What touch screen are you working on Tim? I'd like to have more data at my disposal but only have a PakTrakr, which isn't very reliable.


----------



## major (Apr 4, 2008)

corbin said:


> Where is the best location to locate the fuses?


Hi corbin,

A fuse is a circuit protection device. Like the circuit breaker panel in your house. Where is it located? As close as possible to the service entry (where the power comes into the house). In your EV, the fuse should be as close as possible to the source, which is the battery. It should be inside the battery box or directly adjacent to it for protection of the cables running from the battery to the rest of the equipment. If you have a split battery arrangement, you should have a fuse with each group of batteries.

The above describes the main fuse(s). These need to be properly sized for rated voltage and full battery current.

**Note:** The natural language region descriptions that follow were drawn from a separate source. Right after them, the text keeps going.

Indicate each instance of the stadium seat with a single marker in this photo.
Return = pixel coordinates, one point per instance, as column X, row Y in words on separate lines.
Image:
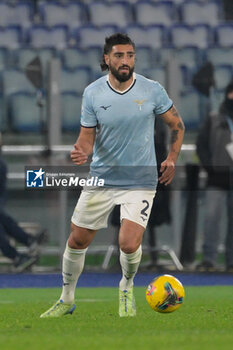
column 223, row 75
column 144, row 58
column 23, row 56
column 224, row 35
column 217, row 55
column 216, row 99
column 188, row 56
column 20, row 14
column 24, row 112
column 157, row 74
column 75, row 79
column 72, row 14
column 189, row 108
column 118, row 13
column 197, row 12
column 42, row 37
column 10, row 37
column 198, row 36
column 3, row 121
column 71, row 111
column 90, row 35
column 3, row 58
column 150, row 13
column 73, row 58
column 94, row 56
column 15, row 80
column 152, row 36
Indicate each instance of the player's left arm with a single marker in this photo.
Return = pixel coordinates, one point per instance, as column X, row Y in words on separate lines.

There is a secondary function for a fuse. That is to protect the device and wires running to it. This may be a lower power rated device like a DC/DC converter running on full battery pack voltage. Such a "branch" circuit may only require 10 amperes from the battery and use maybe #16 wire. That branch circuit should then be fused at slightly above 10A, like at 15A as near as possible to where that branch breaks out from the main battery circuit.

For your EV, and where to put the fuse, imagine an accident and you're trapped inside and the responders have the jaws of life cutting away your car to get your limp butt out of there. That big cutter goes right thru your battery cables and shorts out positive to negative. If the fuse is in your battery, it will blow and do its job and all will be fine. If that fuse is up front and the cables are cut between the fuse and the battery pack, and the pack is shorted, the fuse will not blow and the battery pack will supply full current to the short and overheat in a few seconds, catch on fire, explode and kill everyone in a 20 mile radius. Well, not quite that bad, but if it scares the EMS guy enough to stop saving you, it might be bad news for you or your family.

Put the proper fuses in the proper places.

major


----------



## Ziggythewiz (May 16, 2010)

major,

thanks for the explanation of the jaws shorting scenario...I suppose that's one's negated in my car as the power cables never run together (pos runs up passenger side, neg on driver's side.

What other major shorting scenarios are there to consider?


----------



## ElectriCar (Jun 15, 2008)

Ziggythewiz said:


> major,
> 
> ...I suppose that's one's negated in my car as the power cables never run together (pos runs up passenger side, neg on driver's side...


I did mine the same way but I'm changing it due to EMI issues. I think that may be why I'm having so much trouble with the PakTrakr also. I didn't think about EMI when I ran them.

Here's some wording from the National Electric Code, though it doesn't regulate vehicles, the practice of routing conductors together still applies. *
"Conductors of the Same Circuit. All conductors of the same circuit...shall be contained within the same raceway..."*


----------



## Ziggythewiz (May 16, 2010)

Interesting EMI info...I'll have to watch for any interferece with all the electronics in my '74 bug.

As for the code...*"Conductors of the Same Circuit. All conductors of the same circuit...shall be contained within the same raceway..."*
The HV lines are all inside the vehicle, which doesn't even go on the raceway...as for the 12V lines, well half of those ARE the vehicle, so not sure how to apply the code


----------



## major (Apr 4, 2008)

Ziggythewiz said:


> What other major shorting scenarios are there to consider?


In EV racing we have to consider rollover  And then there is always the pesky controller failure which locks you into full motor power. And especially with a series motor, you may have more wheel torque than your brakes can stop. So having a fuse which will blow slightly above your routine current requirement will protect you from the high currents you would encounter with a shorted controller and full brake pressure.

And then probably the most common short-----the dumb guy with a wrench  Hey.....been that guy myself 

Be careful out there,

major


----------